Firedancer - Industry Intel | Revelo Intel

Solana Firedancer

Published: March 05, 2024

Firedancer

In the following report, we delve into Firedancer, exploring its value proposition and the role it will play in realizing the vision outlined in Solana’s original whitepaper. For many, its release in production will mark the first steps towards Solana 2.0, pushing the boundaries of both hardware and software to the limit, addressing the challenges of existing validator clients, and redefining the network’s scalability, reliability, and efficiency.

Key Takeaways

Introduction

The story of Solana begins in 2017 when Anatoly Yakovenko published the original whitepaper describing Proof of History. This set out the vision to build a blockchain that could overcome the scalability problems of existing solutions. It was designed as a high-performance, low-latency platform – a blockchain where you could build trading engines poised to rival the Nasdaq. 

Based on the original idea laid out by Anatoly and the founding team, provided that software did not get in the way of hardware, the aggregate network performance of a blockchain could grow linearly with hardware advancements — as per Moore’s law and the observation that the number of transistors in an integrated circuit doubles about every two years with minimal rise in cost. Assuming optimal software, Solana’s performance metrics could double every two years without any further upgrades.

Source: Medium

However, even if performance can scale with hardware advancements, efficient node communication is crucial to prevent network bandwidth from becoming a bottleneck, avoiding network slowdowns. This is critical to prevent any type of network slowdown, even with hardware advancements.

Current Solana validator clients have some limitations that can impact their performance and scalability, as well as network reliability, due to a lack of diversity. Most of these limitations are software-based, and not the results of constraints at the hardware level. Kevin J Bowers, a Jump High-Performance Systems researcher leading the efforts on Firedancer, is known for the infamous phrase “the speed of light is too slow”. Backed by decades of experience developing high-performance global trading systems, Jump seeks to improve the reliability of Solana by building an independent validator client called Firedancer.

Source: Solana

Firedancer is not a short-term patch designed by just looking at the rearview mirror.
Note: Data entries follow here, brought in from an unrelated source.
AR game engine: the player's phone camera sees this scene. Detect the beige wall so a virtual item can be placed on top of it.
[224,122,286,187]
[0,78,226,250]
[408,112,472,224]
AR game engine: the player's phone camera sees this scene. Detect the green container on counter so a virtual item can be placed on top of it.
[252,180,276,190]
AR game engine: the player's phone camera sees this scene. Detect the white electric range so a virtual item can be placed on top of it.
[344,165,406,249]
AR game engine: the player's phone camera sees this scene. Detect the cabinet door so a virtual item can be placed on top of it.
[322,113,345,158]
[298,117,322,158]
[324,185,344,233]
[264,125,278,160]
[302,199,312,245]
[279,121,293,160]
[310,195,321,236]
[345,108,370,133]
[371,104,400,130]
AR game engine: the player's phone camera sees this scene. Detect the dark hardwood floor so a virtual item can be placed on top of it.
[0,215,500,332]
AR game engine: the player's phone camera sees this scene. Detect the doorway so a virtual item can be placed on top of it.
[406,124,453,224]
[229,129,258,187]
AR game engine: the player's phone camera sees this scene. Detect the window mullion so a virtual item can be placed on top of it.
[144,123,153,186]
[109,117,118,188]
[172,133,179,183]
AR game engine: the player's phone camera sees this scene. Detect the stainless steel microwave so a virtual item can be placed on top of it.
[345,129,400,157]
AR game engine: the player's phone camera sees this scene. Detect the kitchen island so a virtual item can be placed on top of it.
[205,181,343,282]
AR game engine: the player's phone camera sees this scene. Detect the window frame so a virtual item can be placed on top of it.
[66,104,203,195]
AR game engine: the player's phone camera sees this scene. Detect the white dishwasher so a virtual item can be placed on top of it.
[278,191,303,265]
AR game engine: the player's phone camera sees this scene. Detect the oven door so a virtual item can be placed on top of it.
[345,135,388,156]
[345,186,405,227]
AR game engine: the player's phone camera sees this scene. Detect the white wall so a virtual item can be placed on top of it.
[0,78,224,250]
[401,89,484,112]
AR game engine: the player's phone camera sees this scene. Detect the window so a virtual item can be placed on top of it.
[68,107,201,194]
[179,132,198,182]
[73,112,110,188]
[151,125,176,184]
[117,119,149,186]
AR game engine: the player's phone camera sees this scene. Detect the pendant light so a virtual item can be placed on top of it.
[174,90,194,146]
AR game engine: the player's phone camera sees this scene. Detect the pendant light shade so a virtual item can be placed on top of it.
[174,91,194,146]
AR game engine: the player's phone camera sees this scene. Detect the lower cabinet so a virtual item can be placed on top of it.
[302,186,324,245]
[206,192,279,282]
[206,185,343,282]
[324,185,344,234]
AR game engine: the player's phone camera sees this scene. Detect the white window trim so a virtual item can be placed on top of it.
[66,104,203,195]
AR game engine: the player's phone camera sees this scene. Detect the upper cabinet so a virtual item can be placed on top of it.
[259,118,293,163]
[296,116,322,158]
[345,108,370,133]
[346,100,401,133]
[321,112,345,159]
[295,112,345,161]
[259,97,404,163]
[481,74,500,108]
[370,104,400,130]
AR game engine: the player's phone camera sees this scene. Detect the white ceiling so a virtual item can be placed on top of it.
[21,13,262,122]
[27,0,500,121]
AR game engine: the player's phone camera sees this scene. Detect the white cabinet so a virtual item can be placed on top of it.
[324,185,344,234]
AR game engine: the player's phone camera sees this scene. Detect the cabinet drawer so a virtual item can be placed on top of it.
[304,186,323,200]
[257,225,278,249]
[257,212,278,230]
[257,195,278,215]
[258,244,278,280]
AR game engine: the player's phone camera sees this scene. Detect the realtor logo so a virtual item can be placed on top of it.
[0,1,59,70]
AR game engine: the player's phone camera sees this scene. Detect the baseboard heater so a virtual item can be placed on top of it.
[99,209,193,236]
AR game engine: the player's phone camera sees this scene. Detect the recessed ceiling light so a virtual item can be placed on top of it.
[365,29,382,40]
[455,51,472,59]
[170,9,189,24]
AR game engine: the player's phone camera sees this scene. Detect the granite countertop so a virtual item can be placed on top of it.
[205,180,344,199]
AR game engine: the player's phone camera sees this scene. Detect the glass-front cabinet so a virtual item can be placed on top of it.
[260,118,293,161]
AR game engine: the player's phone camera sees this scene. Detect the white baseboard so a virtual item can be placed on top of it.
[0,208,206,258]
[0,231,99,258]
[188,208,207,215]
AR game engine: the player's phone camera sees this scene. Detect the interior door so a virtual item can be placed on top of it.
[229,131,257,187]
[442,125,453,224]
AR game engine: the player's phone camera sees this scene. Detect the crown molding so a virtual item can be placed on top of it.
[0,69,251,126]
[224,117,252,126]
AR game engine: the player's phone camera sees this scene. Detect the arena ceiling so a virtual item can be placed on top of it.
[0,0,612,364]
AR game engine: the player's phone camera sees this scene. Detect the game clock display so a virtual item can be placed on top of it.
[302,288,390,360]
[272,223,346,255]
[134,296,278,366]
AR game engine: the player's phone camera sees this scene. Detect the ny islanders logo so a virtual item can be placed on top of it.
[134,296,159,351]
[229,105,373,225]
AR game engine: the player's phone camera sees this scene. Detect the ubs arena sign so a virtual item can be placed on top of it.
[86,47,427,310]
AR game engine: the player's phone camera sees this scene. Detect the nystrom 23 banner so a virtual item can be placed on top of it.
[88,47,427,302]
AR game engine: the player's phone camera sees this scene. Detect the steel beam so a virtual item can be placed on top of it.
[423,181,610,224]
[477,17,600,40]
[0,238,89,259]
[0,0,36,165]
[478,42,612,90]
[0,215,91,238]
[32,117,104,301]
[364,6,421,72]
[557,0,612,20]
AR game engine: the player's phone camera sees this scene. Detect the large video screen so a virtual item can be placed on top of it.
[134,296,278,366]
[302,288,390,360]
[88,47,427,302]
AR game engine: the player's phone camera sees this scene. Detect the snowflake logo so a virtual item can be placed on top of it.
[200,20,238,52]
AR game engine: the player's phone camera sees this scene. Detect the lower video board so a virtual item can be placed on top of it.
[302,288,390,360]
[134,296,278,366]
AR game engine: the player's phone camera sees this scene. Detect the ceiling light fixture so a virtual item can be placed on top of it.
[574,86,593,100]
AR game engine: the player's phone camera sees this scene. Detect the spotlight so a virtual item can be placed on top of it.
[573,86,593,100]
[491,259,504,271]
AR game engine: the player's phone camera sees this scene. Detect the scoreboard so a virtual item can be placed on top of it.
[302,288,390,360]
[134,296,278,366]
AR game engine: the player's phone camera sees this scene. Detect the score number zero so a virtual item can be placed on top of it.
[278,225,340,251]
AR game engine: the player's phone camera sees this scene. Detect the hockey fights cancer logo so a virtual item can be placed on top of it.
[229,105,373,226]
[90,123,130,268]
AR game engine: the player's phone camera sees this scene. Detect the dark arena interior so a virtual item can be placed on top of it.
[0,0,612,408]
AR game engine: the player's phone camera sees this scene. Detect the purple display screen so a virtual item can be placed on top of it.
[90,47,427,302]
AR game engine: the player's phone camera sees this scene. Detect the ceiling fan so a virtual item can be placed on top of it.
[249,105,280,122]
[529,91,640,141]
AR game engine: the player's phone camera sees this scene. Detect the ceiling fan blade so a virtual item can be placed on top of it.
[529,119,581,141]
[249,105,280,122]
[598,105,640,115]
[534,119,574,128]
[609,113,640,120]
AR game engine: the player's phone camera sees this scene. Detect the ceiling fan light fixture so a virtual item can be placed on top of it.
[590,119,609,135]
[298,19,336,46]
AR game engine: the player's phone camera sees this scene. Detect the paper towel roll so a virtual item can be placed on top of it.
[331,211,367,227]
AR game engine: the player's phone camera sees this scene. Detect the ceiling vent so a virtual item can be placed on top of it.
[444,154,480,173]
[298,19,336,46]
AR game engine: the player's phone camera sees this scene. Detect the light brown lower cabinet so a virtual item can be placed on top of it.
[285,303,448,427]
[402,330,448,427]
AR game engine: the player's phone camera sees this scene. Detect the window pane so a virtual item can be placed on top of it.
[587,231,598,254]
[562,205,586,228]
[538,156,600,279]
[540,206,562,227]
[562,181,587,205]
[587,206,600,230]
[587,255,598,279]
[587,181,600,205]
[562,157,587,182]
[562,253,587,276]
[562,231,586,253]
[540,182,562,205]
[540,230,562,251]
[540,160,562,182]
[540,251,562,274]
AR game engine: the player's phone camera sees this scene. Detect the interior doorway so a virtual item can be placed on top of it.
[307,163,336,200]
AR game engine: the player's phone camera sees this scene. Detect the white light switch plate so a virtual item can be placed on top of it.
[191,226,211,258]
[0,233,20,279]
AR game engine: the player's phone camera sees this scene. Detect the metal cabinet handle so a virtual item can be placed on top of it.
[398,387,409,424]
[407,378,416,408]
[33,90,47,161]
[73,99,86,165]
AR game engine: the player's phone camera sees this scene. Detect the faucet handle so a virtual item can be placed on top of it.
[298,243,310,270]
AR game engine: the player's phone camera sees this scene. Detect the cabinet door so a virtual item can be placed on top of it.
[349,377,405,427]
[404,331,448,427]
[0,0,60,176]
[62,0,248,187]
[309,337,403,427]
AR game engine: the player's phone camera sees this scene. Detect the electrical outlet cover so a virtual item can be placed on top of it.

It is meant to push the bounds of computing to offer scale and reliability, running at the edge of physical and theoretical limits.

Towards Solana 2.0

In conventional development, operations are viewed in terms of data space, not physical space. This perspective is inevitably constrained by physical limitations like the speed of light, resulting in suboptimal hardware utilization and slower systems. 

Source: Revelo Intel

As a consequence of traditional development practices often ignoring physical limitations, this leads to suboptimal hardware utilization. In other words, system scalability isn’t restricted by hardware but by inefficient software. There is a famous quote that goes by “faster hardware is a bad first solution to slow software”.

Jump Trading faced these constraints head-on, evolving from conventional trading systems to a highly customized technology stack. This transformation addressed the unique challenges of global-scale trading, where physical proximity to exchanges, heterogeneous market requirements, and stringent operational standards are critical.

Unlike traditional supercomputers, Jump’s systems had to be prompt, transparently fault-tolerant, and incrementally upgradable. They needed to function in a diverse, competitive, and heavily regulated environment, with strict data retention and accountability standards. Merely adding more hardware to Solana won’t suffice. Instead, the optimization of the software is the key, and Firedancer propels it closer to realizing these objectives. 

For reference, a single validator running Firedancer processed 1.2M TPS in a live demo in November 2022, although most estimates point to 600k TPS as a more realistic number. This figure is many times greater than Solana’s current theoretical limit of 50k TPS, and far exceeds the amount of transactions leading service providers like Visa typically process (~1.5k – 2k TPS).

Source: Twitter

Firedancer introduces a paradigm shift in the validator client architecture and functionality of Solana. It’s not just about building a validator client; it’s about constructing one that’s highly reliable, and performance-oriented, enhancing the already rapid and efficient Solana blockchain. 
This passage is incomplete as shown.